R. _７7 is, -H, -F, -Cl, -Br, -I, -CN, Me, -CF _３3 ,
is selected from R _８8 and R _９9 are each independently -H, -F, -Cl, -Br, -I, -CN, -Me, -CF _３3 ,
3. The compound of claim 1, optical isomers, and pharmaceutically acceptable salts thereof, selected from:

part
but,
10. The compound of any one of Claims 1 or 9, optical isomers and pharmaceutically acceptable salts thereof, selected from:

is selected from
During the ceremony,
R. _１1 and R _２2 is as defined in claims 1 and 3;
L. _１1 and L _２2 is as defined in claim 1,
T and T _２2 is as defined in claim 1,
R. _５5 is as defined in claims 1 and 4;
R. _６6 is as defined in claims 1 and 4;
Ring A is as defined in claims 1, 5 and 6;
Ring B is as defined in claims 1, 7 and 8;
R. _７7 is as defined in claims 1 and 11;
R. _８8 and R _９9 11. The compound, optical isomers and pharmaceutically acceptable salts thereof according to any one of claims 1 to 10, wherein is as defined in claims 1 and 11.

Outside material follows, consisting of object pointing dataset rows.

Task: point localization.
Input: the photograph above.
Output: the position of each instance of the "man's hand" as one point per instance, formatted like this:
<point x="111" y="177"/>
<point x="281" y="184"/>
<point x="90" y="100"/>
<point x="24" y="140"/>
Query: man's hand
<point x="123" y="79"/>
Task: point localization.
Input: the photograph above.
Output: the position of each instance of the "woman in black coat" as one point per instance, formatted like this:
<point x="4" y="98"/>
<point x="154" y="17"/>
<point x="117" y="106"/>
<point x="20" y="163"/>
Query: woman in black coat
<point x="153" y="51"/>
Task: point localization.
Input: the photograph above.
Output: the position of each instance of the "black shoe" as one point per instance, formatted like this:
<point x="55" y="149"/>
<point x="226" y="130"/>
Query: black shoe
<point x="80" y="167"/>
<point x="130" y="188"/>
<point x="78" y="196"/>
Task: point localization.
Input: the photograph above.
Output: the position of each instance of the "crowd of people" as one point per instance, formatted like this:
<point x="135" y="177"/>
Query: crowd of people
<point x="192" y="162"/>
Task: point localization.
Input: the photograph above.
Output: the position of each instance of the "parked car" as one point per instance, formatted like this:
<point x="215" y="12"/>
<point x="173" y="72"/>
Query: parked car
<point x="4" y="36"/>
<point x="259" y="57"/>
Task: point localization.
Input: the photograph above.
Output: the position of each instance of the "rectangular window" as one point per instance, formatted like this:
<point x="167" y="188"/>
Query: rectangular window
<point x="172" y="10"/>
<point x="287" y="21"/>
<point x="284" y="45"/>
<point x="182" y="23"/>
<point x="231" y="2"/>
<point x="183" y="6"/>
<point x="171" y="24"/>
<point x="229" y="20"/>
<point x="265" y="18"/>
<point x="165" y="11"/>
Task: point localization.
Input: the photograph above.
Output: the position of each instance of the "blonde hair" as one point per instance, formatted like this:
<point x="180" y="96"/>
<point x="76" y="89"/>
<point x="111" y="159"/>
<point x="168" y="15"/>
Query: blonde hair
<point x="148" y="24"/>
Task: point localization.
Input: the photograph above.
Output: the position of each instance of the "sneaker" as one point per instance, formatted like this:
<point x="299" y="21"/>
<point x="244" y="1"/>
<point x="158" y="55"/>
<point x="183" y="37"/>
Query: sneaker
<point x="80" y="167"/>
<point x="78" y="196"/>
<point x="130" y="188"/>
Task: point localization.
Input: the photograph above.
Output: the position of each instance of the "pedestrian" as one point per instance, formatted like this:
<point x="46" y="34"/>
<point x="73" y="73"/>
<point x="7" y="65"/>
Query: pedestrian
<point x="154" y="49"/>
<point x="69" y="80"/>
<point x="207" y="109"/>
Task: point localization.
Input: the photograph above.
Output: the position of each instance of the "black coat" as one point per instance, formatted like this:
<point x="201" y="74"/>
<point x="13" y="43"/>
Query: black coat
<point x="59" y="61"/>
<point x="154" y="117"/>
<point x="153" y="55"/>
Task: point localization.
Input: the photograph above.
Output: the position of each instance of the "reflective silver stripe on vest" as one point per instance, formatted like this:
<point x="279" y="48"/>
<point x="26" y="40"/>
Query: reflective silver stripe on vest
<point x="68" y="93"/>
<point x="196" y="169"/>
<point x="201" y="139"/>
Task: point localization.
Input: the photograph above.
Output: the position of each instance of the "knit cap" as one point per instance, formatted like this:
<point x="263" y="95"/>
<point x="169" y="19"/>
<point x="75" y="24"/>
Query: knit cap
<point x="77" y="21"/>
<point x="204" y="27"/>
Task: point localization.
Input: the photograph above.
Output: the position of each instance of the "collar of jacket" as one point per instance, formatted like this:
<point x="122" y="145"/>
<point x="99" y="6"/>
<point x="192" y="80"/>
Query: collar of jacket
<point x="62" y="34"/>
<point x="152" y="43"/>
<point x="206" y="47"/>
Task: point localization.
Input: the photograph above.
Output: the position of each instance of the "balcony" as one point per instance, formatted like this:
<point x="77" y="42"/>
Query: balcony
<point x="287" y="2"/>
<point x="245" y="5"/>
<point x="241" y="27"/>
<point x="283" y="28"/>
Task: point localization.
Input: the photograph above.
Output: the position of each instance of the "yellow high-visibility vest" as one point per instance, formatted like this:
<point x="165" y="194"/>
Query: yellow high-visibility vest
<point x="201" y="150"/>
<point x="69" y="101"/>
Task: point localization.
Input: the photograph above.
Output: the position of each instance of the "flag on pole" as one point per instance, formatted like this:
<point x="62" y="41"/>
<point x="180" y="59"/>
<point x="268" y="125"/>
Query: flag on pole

A compound of the above formula selected from: and optical isomers and pharmaceutically acceptable salts thereof.

13. A therapeutically effective amount of a compound according to any one of claims 1 to 12, or a pharmaceutically acceptable salt thereof, together with one or more pharmaceutically acceptable carriers, diluents, or excipients A pharmaceutical composition comprising

14. Use of a compound according to any one of claims 1 to 12, or a pharmaceutically acceptable salt thereof, or a pharmaceutical composition according to claim 13, in the preparation of a medicament, wherein said medicament comprises KRAS - A use that can be used to prevent and/or treat G12C-related diseases.

15. Use according to claim 14, wherein said KRAS-G12C-related disease is selected from non-small cell lung cancer, colon cancer and pancreatic cancer.